Dernière nouvelle: Olivier Bouzy, un des fondamentalistes de l'histoire johannique, grand pourfendeur de mythographes, écrit dans un récent ouvrage intitulé
" de Domremy à Tokyo, Jeanne d'Arc et la Lorraine ", ( Catherine Guyon, Magali Delavenne - Editions Universitaires de Lorraine )
"Or le nom d'Arc n'est pas excessivement rare ; c'est un nom de lieu qui désigne un pont, et les d'Arc sont donc des Du Pont..."
Il ne lui aura fallu qu'une dizaine d'années pour admettre notre version...
La maison " natale " est une contrevérité historique...
Mais nos bons historiens n'en sont pas à une imposture près ! il est à noter qu'à la suite de la première parution de notre article, quelque " érudit" de Greux ( d'obédience intégriste-traditionaliste-Civitas il est vrai ! ) ... a décrété qu'il coulait à Domremy deux ruisseaux...
Le ruisseau des Trois Fontaines à son emplacement actuel, et le ruisseau dont nous avons retrouvé la trace, qui se serait appelé le " ruisseau des Fontenottes "...
Malheureusement pour cette thèse, la carte des Naudin ne fait apparaitre qu'un seul cours d'eau !
La carte des Naudin.
Pendant plus de dix années, de 1728 à 1739, une équipe d’ingénieurs géographes appartenant à l’atelier versaillais des Naudin, parcourut la Lorraine, c’est-à-dire non seulement les Trois-Evêchés (Metz, Toul et Verdun), qui relevaient pleinement du Royaume de France depuis les traités de Munster ( 1648 ), mais également les duchés de Lorraine et de Bar et les territoires voisins du Palatinat, des Deux-Ponts, du Luxembourg…
Quinze de ces cartes monumentales qui représentent chacune, à l’échelle restituée de 1/28 800, de 3500 à 5000 kilomètres carrés d’une vaste région s’étendant de la Hesbaye et du Brabant, alors autrichien, jusqu’au Bassigny et aux contreforts des Vosges, constituent la première image de l’ensemble des territoires qui forment aujourd’hui la Région Lorraine.

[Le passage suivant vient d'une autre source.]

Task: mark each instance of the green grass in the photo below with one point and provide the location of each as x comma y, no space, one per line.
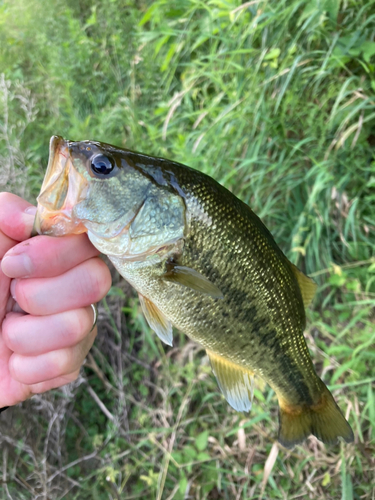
275,100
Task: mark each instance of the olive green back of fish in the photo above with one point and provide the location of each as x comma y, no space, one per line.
258,325
202,261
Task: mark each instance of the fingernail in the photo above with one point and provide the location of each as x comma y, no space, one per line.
13,284
31,210
17,266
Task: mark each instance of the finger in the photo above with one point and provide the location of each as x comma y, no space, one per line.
4,294
16,216
34,335
6,244
48,366
54,383
81,286
45,256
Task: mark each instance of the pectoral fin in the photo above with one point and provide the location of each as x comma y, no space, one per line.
234,382
157,320
190,278
307,285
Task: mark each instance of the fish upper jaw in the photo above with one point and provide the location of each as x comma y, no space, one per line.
63,187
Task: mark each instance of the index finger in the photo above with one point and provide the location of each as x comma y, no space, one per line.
16,216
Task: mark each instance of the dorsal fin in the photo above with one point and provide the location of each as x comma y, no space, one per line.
157,320
235,382
307,285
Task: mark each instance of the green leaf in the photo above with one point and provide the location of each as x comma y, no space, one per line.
202,440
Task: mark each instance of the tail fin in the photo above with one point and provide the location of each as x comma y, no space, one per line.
324,419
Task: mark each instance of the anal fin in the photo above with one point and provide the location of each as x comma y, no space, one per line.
157,320
235,382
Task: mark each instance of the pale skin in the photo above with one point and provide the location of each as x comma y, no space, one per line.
46,287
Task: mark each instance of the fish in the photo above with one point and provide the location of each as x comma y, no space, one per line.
202,262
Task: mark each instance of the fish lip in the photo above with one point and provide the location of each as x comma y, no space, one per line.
60,191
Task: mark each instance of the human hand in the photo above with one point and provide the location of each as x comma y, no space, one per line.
46,328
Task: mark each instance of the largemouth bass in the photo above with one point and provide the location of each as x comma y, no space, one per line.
202,262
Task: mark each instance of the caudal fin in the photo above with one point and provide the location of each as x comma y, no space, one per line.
324,420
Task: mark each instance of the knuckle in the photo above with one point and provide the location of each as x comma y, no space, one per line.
96,280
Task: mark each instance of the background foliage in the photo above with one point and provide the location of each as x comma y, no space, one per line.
275,100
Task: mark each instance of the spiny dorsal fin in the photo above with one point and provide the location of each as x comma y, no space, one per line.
157,320
235,383
307,285
190,278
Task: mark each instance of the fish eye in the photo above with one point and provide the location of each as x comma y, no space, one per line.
102,165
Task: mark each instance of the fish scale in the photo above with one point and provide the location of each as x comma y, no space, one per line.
201,261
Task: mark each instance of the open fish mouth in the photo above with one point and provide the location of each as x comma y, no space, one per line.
63,187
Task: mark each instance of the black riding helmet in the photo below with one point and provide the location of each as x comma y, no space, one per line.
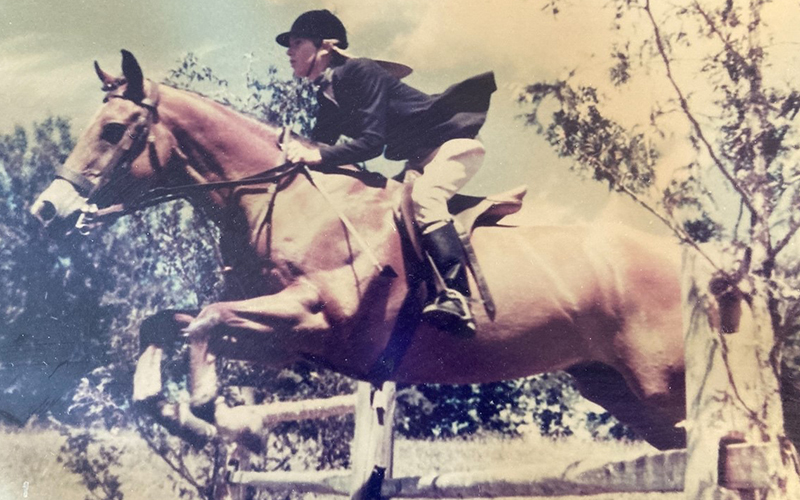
316,24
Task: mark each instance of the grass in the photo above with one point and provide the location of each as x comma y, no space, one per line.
31,456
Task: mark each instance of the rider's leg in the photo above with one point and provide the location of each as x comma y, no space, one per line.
446,171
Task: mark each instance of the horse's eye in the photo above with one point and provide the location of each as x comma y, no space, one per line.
113,132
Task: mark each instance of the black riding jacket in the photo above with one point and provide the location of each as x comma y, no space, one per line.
384,115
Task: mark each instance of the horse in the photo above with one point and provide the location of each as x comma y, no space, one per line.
310,250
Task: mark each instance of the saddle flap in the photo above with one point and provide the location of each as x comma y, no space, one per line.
474,211
469,212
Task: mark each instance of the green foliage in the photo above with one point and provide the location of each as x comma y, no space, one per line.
93,461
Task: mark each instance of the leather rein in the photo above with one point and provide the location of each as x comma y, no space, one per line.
95,185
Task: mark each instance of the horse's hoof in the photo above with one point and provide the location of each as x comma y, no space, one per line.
178,420
205,411
253,442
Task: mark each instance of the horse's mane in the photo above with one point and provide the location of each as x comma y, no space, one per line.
369,178
227,107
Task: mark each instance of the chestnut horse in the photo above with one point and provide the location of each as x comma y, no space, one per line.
603,305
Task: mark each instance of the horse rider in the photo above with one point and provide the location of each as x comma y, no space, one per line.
435,134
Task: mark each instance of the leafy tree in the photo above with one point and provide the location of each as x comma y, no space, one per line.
725,100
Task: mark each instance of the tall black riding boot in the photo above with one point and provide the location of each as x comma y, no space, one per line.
450,309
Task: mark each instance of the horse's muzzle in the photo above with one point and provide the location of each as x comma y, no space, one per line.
58,208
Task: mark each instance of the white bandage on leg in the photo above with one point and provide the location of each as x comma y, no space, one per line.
444,172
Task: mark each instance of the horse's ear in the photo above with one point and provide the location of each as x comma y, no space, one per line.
133,75
109,82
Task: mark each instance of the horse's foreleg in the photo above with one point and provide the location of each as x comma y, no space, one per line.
156,333
246,329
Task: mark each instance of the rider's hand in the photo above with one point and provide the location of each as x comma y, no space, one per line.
297,152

Nous avons là une topographie détaillée des campagnes lorraines, le plan de tous les bourgs et villages, avec l’église et le château, les prairies, les bois, les marais, l’étendue des vignobles sur les coteaux exposés, les routes et les chemins avec leurs ponts de pierre ou de bois, avec les justices, les croix de carrefours…
Une information strictement militaire mentionne l’emplacement des fortifications, inondations, redoutes, tranchées et autres circonvallations opposées à l’intrusion des ennemis sur les frontières de la Meuse, du Luxembourg et de la Sarre.
L’information rassemblée est précieuse pour les historiens et les archéologues qui disposent avec ces documents, en dépit de graves défauts en matière d’exactitude géométrique, d’une image très précise des paysages et de la géographie lorraine près d’un siècle avant les premiers cadastres napoléoniens ou la carte de l’Etat-major.